閉ざされていく視界の中、妖獣の悲痛な悲鳴が響き渡る。
「蘭明! 朎明 !」
それは、宗主であり母の声だった。妖獣の口から右腕が解放され、そのまま放り出された身体を、地面に付く前に誰かに抱き止められる。
「····とう、さま、私、ちゃんと朎明 を、まもった、わ」
「ああ、よくやった。もう、大丈夫だ。君を虐めた妖獣は、宗主が倒してくれたよ」
ああ、良かった。朎明 は泣いているけど、怪我はないみたい。宗主に抱き上げられ、涙を拭われている。もう大丈夫。
私はお姉ちゃんだから、妹を守らないといけないのだ。私、ちゃんと守れた、よね?
「朎明 、良かった。

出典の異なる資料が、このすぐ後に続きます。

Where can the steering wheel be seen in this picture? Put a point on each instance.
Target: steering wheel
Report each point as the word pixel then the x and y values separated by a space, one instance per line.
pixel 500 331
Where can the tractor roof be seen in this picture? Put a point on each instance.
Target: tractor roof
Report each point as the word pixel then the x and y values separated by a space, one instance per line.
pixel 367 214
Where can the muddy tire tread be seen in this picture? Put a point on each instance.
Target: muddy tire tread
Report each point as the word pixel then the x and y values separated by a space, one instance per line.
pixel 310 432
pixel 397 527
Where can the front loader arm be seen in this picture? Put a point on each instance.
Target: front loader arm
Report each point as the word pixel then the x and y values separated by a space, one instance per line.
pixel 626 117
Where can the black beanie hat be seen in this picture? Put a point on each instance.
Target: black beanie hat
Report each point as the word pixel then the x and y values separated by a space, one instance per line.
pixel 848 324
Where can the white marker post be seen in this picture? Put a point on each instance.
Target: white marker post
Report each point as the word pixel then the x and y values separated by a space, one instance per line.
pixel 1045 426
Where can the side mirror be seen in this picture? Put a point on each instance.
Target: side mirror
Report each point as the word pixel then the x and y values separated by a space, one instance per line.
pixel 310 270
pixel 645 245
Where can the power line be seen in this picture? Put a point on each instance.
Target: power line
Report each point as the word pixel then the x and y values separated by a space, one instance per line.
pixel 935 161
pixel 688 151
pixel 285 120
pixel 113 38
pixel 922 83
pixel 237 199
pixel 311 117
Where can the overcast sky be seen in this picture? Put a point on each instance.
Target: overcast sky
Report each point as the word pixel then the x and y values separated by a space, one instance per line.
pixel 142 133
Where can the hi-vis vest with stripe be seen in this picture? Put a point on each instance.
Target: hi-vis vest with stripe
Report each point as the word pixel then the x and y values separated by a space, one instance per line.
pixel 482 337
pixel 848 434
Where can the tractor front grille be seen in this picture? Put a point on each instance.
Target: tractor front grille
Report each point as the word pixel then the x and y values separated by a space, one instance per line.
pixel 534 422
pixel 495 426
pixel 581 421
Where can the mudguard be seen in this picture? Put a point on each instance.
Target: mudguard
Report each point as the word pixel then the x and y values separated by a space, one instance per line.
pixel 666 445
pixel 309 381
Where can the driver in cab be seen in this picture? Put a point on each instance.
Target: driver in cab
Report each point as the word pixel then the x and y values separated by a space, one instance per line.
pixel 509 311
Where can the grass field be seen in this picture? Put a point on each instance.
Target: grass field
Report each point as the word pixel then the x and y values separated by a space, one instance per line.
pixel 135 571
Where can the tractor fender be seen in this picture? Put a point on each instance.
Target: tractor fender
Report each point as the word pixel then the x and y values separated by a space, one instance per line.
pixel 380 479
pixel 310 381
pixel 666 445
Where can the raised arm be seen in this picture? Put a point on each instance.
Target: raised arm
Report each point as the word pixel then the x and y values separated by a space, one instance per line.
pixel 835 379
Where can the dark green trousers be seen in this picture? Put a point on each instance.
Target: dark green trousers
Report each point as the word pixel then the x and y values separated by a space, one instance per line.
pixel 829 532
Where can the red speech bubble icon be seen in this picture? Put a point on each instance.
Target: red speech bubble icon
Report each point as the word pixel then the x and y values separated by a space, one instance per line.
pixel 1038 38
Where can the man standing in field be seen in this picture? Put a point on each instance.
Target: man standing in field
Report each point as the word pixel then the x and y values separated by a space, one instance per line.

どこも怪我をしていないわね? 大丈夫よ、もう怖くないわ」
どうして?
どうしてどうしてどうしてどうしてどうしてどうしてどうして!
腕の感覚がない。
私の右腕、どうなってしまったの?
「これは、もう····、いや、····早く邸に、」
「その子は大丈夫なの?」
「薊明 、」
父様、どうしてそんな顔をするの?
教えて····私、もしかして、死ぬの?
「命に別状はないが、これでは、もう····武芸は無理かもしれない」
「蘭明は当然のことをしたのよ。朎明 を守って負った怪我なら、誇りに思いなさい」
「薊明 、君ってひとは、蘭明がこんな状態だというのに!」
喧嘩、しないで。私は大丈夫よ。だって、もう痛くないもの。
そのまま意識が無くなる。再び目が覚めたのは一週間後だった。夢であったなら良かったが、目覚めたその瞬間から悪夢が襲った。蘭明はその事実に、しばらく立ち直ることができなかった。
数日の間は、右腕の肘から下、指の一本も動かせない状態だった。一年かけてなんとか物が握れるようになり、さらに数年かけて細かい作業ができるまでに回復した。
しかし、一番必要としていた武芸への復帰は叶わず、どれだけ血の滲むような努力をしても、どうにもならなかった。
それから自分にできることを探し、なんとか役に立てるようにと、宝具を使いこなせるように頑張った。妹たちのお世話もした。
いつも笑顔でいるようにした。この腕に対して、朎明 が負い目を感じないように。
本当に褒めて欲しいひとには、届かないと解っていても。